Government has recently announced major highway rebuilding on hwy 104 east of New Glasgow. They say this will provide 3,000 jobs. We think that is an impossible brag. Maybe half of that over the next three to four years. Cleaning up Boat Harbour and the old mill site will provide hundreds more jobs for several years.

Enercon of New Glasgow has been increasing workers over the past five or more years as wind turbine installations increase. These are very good paying jobs. Installing Solar PV and water heating panel jobs are increasing all over N.S.

Unifor would have us believe that forestry jobs would shrink if the pulp mills ceased production. The exact opposite is what would take place. The remaining two mills insist on clear cutting forest lots because this can be done using big expensive machines. NSDNR apparently agree. Unifor and N.P. quote that more than 11,000 jobs are at risk. Stats Canada quotes a significantly fewer jobs are in N.S.

When the mills are closed the clear cutting will be much less and will be replaced by sustainable selection cutting. This requires more workers — not fewer. Higher value trees are selected for sawmills to make a higher value product — sawn lumber — not chips . Sawn lumber is presently at a very high price and the export market is strong. More higher value forest products will pay for the increase of workers. Government can stop selling small trees for biomass used for pulp making and mill electric power generation.

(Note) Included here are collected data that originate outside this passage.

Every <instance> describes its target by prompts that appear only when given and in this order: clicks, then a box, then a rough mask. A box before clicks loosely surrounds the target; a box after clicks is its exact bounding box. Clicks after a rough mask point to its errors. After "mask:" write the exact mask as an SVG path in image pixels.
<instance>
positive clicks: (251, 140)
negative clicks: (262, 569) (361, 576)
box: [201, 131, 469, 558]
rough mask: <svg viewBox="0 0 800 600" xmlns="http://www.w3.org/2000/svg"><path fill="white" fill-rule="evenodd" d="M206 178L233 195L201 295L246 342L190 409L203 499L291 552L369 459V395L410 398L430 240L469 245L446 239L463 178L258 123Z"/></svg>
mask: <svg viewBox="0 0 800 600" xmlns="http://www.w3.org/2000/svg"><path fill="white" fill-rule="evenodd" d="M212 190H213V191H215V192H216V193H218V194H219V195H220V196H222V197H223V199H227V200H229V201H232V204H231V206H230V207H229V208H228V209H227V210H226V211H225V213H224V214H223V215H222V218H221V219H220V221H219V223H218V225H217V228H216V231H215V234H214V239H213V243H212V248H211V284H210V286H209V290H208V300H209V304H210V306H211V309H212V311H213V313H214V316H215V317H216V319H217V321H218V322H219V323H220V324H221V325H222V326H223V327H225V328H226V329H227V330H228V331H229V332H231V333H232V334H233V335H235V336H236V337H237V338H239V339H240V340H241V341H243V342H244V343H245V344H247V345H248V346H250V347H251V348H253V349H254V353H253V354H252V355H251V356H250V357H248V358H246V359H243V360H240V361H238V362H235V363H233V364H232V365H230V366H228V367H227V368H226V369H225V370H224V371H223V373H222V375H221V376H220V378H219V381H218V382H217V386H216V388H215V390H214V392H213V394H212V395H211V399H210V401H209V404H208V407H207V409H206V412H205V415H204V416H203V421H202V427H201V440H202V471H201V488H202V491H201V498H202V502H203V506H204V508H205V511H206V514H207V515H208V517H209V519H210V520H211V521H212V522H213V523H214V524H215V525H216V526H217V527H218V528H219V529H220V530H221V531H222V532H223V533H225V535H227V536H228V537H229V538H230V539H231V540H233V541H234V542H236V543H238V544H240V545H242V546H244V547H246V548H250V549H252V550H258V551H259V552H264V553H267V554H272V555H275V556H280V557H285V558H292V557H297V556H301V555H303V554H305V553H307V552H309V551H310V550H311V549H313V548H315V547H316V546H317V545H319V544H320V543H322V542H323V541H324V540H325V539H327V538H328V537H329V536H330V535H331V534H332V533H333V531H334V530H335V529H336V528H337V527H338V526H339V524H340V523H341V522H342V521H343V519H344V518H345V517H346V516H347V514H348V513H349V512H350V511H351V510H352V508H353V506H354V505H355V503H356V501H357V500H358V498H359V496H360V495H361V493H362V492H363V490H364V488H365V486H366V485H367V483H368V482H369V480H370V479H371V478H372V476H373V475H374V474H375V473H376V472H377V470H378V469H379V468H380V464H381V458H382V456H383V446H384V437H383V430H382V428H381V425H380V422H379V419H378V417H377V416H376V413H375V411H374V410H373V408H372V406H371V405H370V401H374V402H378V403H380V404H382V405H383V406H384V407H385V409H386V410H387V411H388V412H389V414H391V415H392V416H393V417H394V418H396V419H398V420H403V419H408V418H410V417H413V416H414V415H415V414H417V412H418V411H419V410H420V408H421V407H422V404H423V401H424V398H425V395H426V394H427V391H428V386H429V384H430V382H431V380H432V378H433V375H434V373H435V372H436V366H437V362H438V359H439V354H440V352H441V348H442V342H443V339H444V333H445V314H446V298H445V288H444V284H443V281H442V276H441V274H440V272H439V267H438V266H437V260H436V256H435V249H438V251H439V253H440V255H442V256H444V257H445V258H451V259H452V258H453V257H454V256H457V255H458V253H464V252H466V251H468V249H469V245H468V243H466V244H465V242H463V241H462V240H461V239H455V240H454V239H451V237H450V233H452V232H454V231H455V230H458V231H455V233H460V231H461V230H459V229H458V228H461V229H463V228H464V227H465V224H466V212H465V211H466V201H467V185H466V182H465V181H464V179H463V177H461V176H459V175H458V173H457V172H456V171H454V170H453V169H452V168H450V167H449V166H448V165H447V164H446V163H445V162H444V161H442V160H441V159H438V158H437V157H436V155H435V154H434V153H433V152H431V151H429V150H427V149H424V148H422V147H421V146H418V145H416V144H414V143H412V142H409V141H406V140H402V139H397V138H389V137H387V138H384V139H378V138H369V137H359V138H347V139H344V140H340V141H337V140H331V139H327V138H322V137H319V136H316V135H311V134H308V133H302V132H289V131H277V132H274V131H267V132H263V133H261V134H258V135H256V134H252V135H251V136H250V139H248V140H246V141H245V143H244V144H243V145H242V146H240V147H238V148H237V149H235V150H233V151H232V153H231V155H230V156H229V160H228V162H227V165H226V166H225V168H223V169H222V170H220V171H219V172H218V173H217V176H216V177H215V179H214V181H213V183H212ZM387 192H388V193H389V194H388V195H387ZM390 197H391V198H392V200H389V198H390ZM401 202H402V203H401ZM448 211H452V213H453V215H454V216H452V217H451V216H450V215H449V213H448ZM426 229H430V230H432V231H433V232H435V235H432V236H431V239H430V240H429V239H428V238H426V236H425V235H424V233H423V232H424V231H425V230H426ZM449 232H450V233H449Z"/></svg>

If we add up what government has given the mills over the past 10 years we think there is no net benefit to GDP. Unifor and N.P. fail to mention the millions government/tax payers have spent or given to the mills. Bringing natural gas to New Glasgow was tax-payer assisted. Additions to the pulp mill at Abercrombie have been assisted by government loans or assistance grants. This has all been written about in the Joan Baxter book, “The Mill” and in various newspapers and government web sites.

Unifor claims that various change proposals are “just not possible.” That is not true as other mills have changed over the past 20 years. To see change, the Unifor script writer should take a trip to other pulp mills within Canada including the Irving pulp mill at St. John, N.B. In fact, Paper Excellence operates the Meadow Lake pulp mill in Saskatchewan with a closed loop waste water system. Processes in the mill have to be changed to accommodate a closed loop system. Apparently Paper Excellence doesn’t want to make the necessary changes. That is their right to refuse change investment. But it isn’t their right to wipe out a lobster fishery that has more value to GDP than does its pulp sales to China. Neither is it the right of the Liberal Governments to condone the wiping out of the fishery and a reduction of tourism or sawmill jobs.

Unifor will lose out on payroll union dues. That is a conflict of interest that taints the article they ran in the August 2 Advocate. We will continue to work on the alternative jobs for Pictou County and in forestry all over Nova Scotia. Prepare now — not after the mill closes. Change equals jobs.